I’m convinced God puts people in my path when I need them most.
It was about 12 years ago I found out about a photographer who might be interested in taking photos for the newspaper. That’s when I gave Ronnie Day a call. A few days later, he walked into my office and we met for the first time.
He started taking sports photos for me that next weekend, and from there, our friendship grew.
He would go in one direction on a Friday night, and I would go another.
The best memories came when we traveled together – like to Jackson for state championships or into rural Arkansas for a game when his GPS took us to a bean field.
And we had tons of fun working together on a couple of Profile Editions.
I decided rather than feature stories, we’d do sections titled “24 Hours in the Life of Marshall County.”
That’s when I called Ronnie to see if he could help. I told him we would start at 12:01 a.m., combing the county for photos, and finish up at 11:59 p.m. Of course, he said “yes.”
We rode from one end of Marshall County to the other, trying to stay awake and meeting lots of good folks.
We were on Highway 7 South around Betty Davis Grocery when he asked me if I’d ever had a barbecue from there. I hadn’t, but it was still morning. Needless to say, I had barbecue for breakfast.
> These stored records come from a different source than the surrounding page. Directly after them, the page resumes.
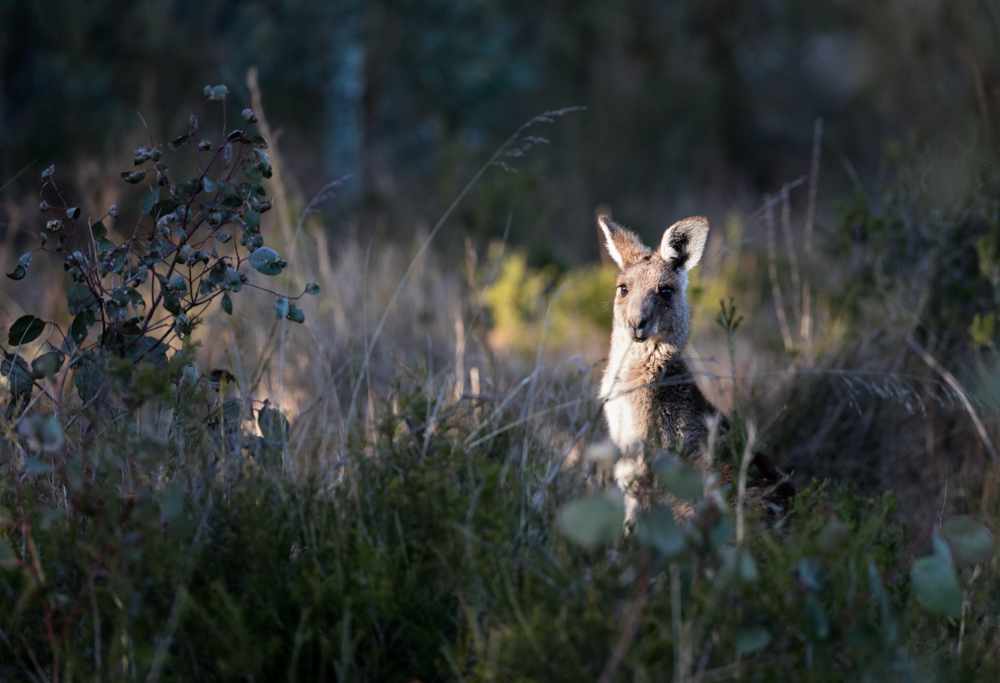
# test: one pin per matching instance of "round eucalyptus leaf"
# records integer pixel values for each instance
(657, 529)
(592, 522)
(25, 329)
(970, 541)
(936, 586)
Ronnie took senior photos for my two oldest children, Emma and Andy. And just last spring, he took photos of my youngest, Erin, in preparation for a school pageant.
The taking of the senior photos for Emma is a special memory for our family. Ronnie accompanied the Burlesons to Camp Tahkodah in Floral, Ark. Emma attended church camp there as a youngster, and that’s where she wanted her senior photos taken.
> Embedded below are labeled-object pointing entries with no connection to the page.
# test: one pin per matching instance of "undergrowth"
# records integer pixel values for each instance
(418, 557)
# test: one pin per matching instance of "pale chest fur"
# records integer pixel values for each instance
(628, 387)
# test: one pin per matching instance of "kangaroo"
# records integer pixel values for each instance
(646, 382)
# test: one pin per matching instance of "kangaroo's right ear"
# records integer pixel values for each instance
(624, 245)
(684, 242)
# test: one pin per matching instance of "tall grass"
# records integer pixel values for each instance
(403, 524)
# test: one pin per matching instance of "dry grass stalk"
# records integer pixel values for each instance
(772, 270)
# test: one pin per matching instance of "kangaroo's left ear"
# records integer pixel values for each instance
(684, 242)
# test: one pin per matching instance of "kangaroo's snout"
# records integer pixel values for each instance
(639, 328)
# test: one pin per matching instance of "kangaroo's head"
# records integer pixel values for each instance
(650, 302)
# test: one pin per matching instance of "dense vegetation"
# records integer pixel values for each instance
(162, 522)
Again, Ronnie just said, “Tell me when.”
The senior photos still decorate our house, as do family photos he took the same day.
I also soon learned Ronnie had many more talents in addition to being an excellent photographer. Both at the office and at my house, he responded when I needed an electrician.
And then there was the time Pam and I heard a noise in our fireplace. It appeared to be coming from just above the closed flue. Listening more closely, it was obviously a bird that was flapping its wings trying to get out.
We hoped it would escape, but a few days later we smelled something dead.
“Who are you going to call to help?” Pam asked.
“Ronnie,” I said.
As he used some hedge clippers to reach up into that fireplace and pull that bird out, he shouted, “It’s a duck.” Feathers were flying, an egg fell and then the bird itself dropped into the container I was holding.
I cherish the memories.
Last week, after a battle with cancer, Ronnie died at home with his loving family at his side.
His death has left a void in my life that no one else will ever fill. He was much more than a good friend; he was a family member, a brother.
But I know Ronnie is taking his most beautiful pictures ever in Heaven.